When a patient needs urgent surgery, a theatre slot needs to be found. This can be complicated as the theatres usually have particular elective clinical specialisms booked for each half-day session, with just a few slots reserved for emergencies. Theatres are not all equipped in the same way: theatres specialising in orthopaedics, for example, need specialist pieces of equipment. There are also issues to address when assembling the most appropriate surgical team of surgeons, anaesthetists, nurses and support staff, since not all staff are multi-skilled or available. Staff time taken by emergency surgery inhibits other activities such as ward rounds. The theatres also have to ensure that there is a readily available stock of sterilised equipment, and it usually takes 24 hours for used equipment to be cleaned and resterilised.

Patient welfare is also enhanced by the array of support services. The catering services need to provide patients with three meals a day. Cleaning services need to ensure that all areas are kept as clean as possible. This is a difficult task because they must not interfere too much with the daily workload. The traffic of thousands of staff, patients and visitors bring in dirt and waste incessantly. Cross-infection caused by poor hygiene requires a massive coordinated preventive programme.

Hospitals also need efficient discharge procedures. If patients are discharged later in the day, they may occupy the bed unnecessarily. Delays can be caused by poor coordination with pharmacies, as patients wait for take-home drug prescriptions to be prepared for them. If these are not ready by 5.00 p.m., pharmacies often close for the day, forcing patients to stay an extra night on the ward. Other delays can be caused by waits for porters or transport. Relatives often only pick patients up in the evening, once they have come home from work, causing a bed blockage.

Adapted Source: Johnston, R., Clark, G., & Shulver, M. (2012). Service Operations Management: Improving Service Delivery (4th ed.). Pearson Education Limited. Medina, A. F. (2020).
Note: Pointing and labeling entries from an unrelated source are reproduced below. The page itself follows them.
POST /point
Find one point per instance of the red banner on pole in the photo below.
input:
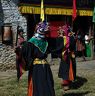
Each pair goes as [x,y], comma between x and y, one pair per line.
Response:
[74,13]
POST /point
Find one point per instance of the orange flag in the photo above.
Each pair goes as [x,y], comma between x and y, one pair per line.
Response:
[74,13]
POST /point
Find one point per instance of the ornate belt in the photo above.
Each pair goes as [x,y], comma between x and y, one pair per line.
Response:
[39,61]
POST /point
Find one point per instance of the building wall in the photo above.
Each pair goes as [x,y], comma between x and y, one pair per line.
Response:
[9,14]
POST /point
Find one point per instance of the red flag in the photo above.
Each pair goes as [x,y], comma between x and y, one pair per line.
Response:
[74,14]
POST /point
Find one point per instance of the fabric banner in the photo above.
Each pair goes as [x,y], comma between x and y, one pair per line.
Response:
[93,20]
[42,11]
[74,14]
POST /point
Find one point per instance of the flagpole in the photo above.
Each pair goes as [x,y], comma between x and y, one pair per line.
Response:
[74,13]
[42,17]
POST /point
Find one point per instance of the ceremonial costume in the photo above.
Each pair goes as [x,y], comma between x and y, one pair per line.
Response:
[34,52]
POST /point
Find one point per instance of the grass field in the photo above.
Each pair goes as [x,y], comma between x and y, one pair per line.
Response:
[83,86]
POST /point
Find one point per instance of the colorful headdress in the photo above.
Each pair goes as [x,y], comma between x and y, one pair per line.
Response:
[42,27]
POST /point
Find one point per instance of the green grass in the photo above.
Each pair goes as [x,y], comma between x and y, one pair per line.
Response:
[83,86]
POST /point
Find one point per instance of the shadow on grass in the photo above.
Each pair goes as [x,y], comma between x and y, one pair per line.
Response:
[78,83]
[76,94]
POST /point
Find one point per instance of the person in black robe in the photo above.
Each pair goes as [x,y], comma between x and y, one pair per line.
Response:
[34,53]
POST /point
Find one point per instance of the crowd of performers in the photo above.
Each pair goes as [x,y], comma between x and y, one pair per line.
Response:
[32,57]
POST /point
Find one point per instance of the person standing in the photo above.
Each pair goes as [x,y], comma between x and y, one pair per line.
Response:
[67,68]
[34,52]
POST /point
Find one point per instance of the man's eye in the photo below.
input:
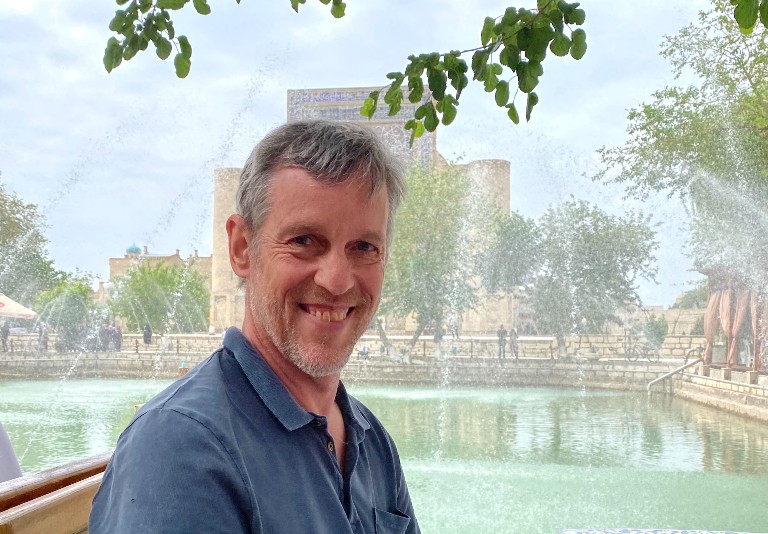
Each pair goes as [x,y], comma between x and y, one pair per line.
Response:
[364,246]
[301,240]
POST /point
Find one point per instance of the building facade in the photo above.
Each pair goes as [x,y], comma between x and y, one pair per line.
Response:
[343,104]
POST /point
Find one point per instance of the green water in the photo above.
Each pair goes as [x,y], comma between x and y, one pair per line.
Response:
[488,460]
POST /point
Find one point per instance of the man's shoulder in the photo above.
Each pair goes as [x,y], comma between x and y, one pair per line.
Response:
[202,391]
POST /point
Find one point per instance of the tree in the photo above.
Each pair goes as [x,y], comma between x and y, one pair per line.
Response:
[590,265]
[169,298]
[512,45]
[430,272]
[67,309]
[708,143]
[25,268]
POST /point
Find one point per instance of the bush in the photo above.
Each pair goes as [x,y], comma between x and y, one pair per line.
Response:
[656,330]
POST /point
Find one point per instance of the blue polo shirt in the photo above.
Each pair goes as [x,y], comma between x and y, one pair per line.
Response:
[227,449]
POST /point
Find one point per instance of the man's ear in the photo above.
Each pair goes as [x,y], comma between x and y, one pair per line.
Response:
[239,241]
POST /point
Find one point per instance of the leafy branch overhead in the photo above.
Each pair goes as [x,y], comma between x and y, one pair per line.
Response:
[512,49]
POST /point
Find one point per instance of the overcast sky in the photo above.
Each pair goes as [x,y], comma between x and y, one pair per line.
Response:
[128,157]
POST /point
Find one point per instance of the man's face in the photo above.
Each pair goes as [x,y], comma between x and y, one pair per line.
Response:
[316,269]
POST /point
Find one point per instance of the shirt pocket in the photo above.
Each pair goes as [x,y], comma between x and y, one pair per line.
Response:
[389,523]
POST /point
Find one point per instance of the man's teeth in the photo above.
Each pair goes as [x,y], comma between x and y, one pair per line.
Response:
[330,316]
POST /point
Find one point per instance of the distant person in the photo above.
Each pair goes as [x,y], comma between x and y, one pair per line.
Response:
[502,335]
[513,342]
[42,337]
[118,335]
[5,332]
[147,334]
[439,333]
[263,437]
[453,327]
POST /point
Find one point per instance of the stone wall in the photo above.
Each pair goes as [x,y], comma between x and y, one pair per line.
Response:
[735,394]
[466,347]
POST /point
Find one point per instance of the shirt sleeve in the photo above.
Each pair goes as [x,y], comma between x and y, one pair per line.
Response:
[171,474]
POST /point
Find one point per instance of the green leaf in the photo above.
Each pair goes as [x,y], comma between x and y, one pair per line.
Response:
[186,48]
[579,44]
[182,64]
[486,34]
[417,129]
[437,81]
[113,54]
[449,110]
[746,13]
[116,23]
[416,88]
[502,93]
[532,100]
[510,56]
[202,7]
[394,98]
[370,104]
[512,113]
[170,4]
[337,9]
[131,47]
[163,48]
[764,13]
[479,61]
[560,45]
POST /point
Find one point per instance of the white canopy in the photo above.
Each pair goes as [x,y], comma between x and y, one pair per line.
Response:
[11,308]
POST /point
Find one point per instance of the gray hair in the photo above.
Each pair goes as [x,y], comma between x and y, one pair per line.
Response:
[330,152]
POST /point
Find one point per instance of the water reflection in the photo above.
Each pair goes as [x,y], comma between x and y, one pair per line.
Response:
[542,426]
[488,460]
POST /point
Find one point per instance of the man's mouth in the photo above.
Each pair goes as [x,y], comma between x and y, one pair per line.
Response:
[330,316]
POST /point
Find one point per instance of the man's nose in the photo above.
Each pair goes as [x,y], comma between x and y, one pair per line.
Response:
[334,273]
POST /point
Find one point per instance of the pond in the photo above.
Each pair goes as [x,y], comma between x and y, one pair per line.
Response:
[487,460]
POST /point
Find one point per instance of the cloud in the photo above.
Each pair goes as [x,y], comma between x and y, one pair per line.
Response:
[126,157]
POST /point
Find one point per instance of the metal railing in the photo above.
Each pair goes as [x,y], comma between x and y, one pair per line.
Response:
[673,372]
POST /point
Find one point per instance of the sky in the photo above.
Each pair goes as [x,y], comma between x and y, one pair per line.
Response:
[113,159]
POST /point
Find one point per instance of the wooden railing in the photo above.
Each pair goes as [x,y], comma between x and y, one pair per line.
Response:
[55,501]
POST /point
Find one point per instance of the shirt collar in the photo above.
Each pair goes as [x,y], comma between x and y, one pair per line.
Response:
[275,395]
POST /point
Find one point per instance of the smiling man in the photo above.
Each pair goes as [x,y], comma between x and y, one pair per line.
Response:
[262,436]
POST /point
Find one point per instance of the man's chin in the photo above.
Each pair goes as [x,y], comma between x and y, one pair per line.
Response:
[319,361]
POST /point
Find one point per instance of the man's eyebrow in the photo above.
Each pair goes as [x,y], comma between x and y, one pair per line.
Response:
[297,229]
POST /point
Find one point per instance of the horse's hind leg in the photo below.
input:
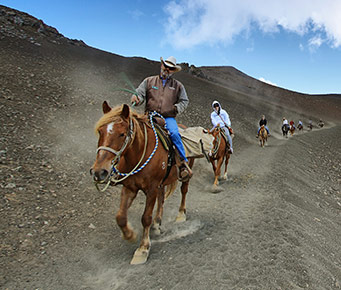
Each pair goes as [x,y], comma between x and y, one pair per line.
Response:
[182,209]
[127,198]
[141,254]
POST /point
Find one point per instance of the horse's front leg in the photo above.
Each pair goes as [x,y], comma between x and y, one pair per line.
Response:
[214,170]
[142,253]
[184,189]
[159,212]
[227,159]
[127,197]
[217,171]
Malaysia’s Healthcare Sector: A Rising Giant in ASEAN. ASEAN Briefing. https://www.aseanbriefing.com/news/malaysiashealthcare-sector-a-rising-giant-in-asean/


Question 1 Differentiate operations in a hospital from operations in an iPhone production factory. 

Question 2 Explain reasons that cause delay in the admission, treatment and discharge process. 

Question 3 Suggest FIVE (5) quality tools to measure the performance of the hospital. Explain how the tools are applied and their objectives. 

Question 4 Explain the reasons why private hospitals’ charges are expensive for a simple appendicitis surgery from operational perspective.